Chalk formations constitute important targets for CO2 geological storage in depleted oil fields, yet their complex pore networks spanning nanometer to micron scales pose significant challenges for NMR characterization. Understanding how internal magnetic field gradients and multi-scale porosity heterogeneity influence relaxation responses is essential for reliable interpretation of NMR measurements in these formations. This presentation details a sophisticated dual-scale numerical simulation approach designed to capture these effects in chalk microstructure.
The simulation methodology combines micro-CT imaging at 3.62 μm resolution with Gaussian Random Field (GRF) reconstruction of nano-CT data at 64 nm resolution. The micro-CT image is segmented into three phases: resolved macroporosity (vugs), intermediate unresolved porosity, and semi-solid inclusions. The GRF approach enables periodic generation of the fine-scale microporosity, matched to experimental nano-CT images through two-point correlation functions. This dual-scale representation is utilized by a random walk algorithm where the microstructure is generated on-the-fly rather than storing the complete high-resolution volume.
To ensure smooth transitions between scales, an 800³ voxel micro-CT subdomain is interpolated to 900 nm resolution (creating a 3200³ image), with a 1920³ periodic GRF model overlayed at a 14:1 voxel ratio. The internal fields are computed using dual-scale FFT methods, capturing both fine-scale heterogeneity within microporosity and long-range gradients from larger-scale susceptibility variations.
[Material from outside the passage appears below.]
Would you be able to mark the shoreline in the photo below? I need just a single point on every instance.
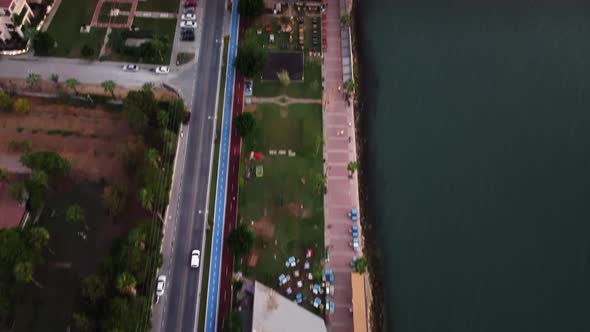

Results demonstrate significant effects of paramagnetic inclusions on T₂ relaxation distributions. Even at low field strength (2 MHz), moderate inclusion fractions with susceptibility contrasts of up to 0.01 SI produce significant distribution shape changes. At 43 MHz, high-susceptibility inclusions generate internal gradients of ~200 G/cm in microporous regions (compared to ~30 G/cm without inclusions) and ~700 G/cm in microporous regions. CPMG simulations at multiple echo spacings (0.1-1.0 ms) reveal the echo-spacing dependence of gradient refocusing, distinguishing fine-scale from large-scale internal field effects, and enabling quantitative assessment of their relative contributions to observed relaxation behaviour.

References
[1] Arns, C.H., AlGhamdi, T. and Arns, J.Y. (2011). Numerical analysis of nuclear magnetic resonance relaxation–diffusion responses of sedimentary rock. New Journal of Physics 13(1), 015004.
[2] Cui, Y., Shikhov, I. and Arns, C.H (2022). NMR Relaxation Modelling in Porous Media with DualScaleResolved Internal Magnetic Fields. Transport in Porous Media 142(), 453-474.
[3] Rybin, I., Shikhov, I. and Arns, C.H. (2022). Lattice Boltzmann framework for accurate NMR simulation in porous media. Physical Review E 105(5), 055304.